Loving is a marriage of control and care, both on the part of its director and its cast: nothing about it is for show, and the amount of restraint is admirable, particularly from Ruth Negga and Joel Edgerton in the role of Mildred and Richard Loving. Naturally, their relationship is the heart and soul of the film itself; the two connect with a genuine sense of affection and care, reflecting the naturalism Nichols works deep into the bones of the entire film (even down to dialogue being taken from the real couple captured in the Loving Story documentary) and reinforcing its direct and emotionally centred rhythm. The stoic sense of pride that RuthNegga channels for Mildred is utterly captivating; she is at once vulnerable, and yet carries an unwavering sense of faith that gives her a strength so engaging and nuanced that an audience can’t help but gravitate toward her as a real figurehead. Edgerton has perhaps the hardest task of all in the film playing Richard, a man seemingly barricaded by inferiority and inexperience, yet given a freedom in his love with Mildred. Indeed, personally, for the first half of the film, I found his character tough to break through with, the defences so rigid that other than brief moments of vulnerability, he comes across as an obtuse individual in his vacancy. However, as the film builds along with the Lovings’ struggle for equality, so too does Edgerton; peeling away at layers of the man, his struggle becomes all the more obvious in the emotional openness and fragility he displays, revealing just how hard he fights to keep the light of their love burning in a world whose ignorance to deny it is crippling. The combination of these two performers and the subtle shifts in their characters they so beautifully express are truly a worthy tribute to the real life couple.

In a sense, the film is absolutely the sum of its parts: exceptionally directed, conveyed and performed; but somehow it never manages to transcend into something truly transformative or revelatory, considering the historical importance of the Lovings’ relationship.
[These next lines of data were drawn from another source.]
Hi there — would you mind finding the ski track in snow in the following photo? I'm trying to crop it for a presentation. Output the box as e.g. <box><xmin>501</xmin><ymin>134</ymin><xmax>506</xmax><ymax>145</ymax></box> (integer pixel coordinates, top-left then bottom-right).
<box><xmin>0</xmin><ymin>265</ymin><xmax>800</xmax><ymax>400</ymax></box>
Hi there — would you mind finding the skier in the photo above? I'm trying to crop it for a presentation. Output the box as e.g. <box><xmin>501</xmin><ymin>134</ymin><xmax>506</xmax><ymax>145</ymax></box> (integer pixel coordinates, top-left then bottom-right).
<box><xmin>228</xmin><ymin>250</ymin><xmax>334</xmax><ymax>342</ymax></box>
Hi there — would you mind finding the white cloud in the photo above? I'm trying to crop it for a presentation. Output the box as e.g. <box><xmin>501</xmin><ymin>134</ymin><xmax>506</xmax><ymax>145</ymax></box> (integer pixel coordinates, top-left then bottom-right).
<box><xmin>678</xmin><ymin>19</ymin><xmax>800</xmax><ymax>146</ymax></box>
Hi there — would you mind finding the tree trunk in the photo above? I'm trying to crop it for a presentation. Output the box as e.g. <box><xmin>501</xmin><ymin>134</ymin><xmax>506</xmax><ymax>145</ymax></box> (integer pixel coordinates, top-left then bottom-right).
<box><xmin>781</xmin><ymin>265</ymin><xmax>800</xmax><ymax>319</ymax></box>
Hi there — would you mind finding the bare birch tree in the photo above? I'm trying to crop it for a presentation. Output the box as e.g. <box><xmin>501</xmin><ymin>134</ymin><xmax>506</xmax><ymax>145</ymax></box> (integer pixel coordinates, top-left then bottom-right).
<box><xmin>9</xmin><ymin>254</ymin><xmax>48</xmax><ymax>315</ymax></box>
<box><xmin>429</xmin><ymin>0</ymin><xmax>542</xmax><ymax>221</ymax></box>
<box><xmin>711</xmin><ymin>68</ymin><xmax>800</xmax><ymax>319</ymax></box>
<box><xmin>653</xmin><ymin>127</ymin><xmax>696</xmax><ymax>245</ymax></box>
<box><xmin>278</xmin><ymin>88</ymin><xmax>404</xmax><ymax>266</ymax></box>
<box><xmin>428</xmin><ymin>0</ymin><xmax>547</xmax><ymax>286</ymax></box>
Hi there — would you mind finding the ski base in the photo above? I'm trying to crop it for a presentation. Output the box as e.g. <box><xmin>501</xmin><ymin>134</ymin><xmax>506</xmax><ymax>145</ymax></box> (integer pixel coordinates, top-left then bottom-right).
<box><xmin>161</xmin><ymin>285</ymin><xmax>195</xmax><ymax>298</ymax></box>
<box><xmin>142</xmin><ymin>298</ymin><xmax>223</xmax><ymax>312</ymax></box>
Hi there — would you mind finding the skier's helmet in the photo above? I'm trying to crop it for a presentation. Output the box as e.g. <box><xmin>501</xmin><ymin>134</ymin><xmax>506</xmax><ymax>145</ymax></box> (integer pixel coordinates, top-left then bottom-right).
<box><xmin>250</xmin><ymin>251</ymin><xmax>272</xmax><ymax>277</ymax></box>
Perhaps this is an extension of the aforementioned desire to strip the film down to the core of the bond between Richard and Mildred; however, the absence of deeper relationship to the cultural fight for equality does seem to leave the moments that explicitly draw on these issues remarkably cumbersome and almost forced, as they contrast with the intensity of focus on the microcosm of the Lovings themselves.

Loving is a wonderfully crafted work whose subtle focus and grounded reality that, like the iconic Time photograph that the film concludes with, frames love in its most simple and powerful form … and yet, never escapes the limitations this imposes upon the wider possibilities lurking within for an even more thoughtful and expressionist meditation on the strength of human love in the face of hate.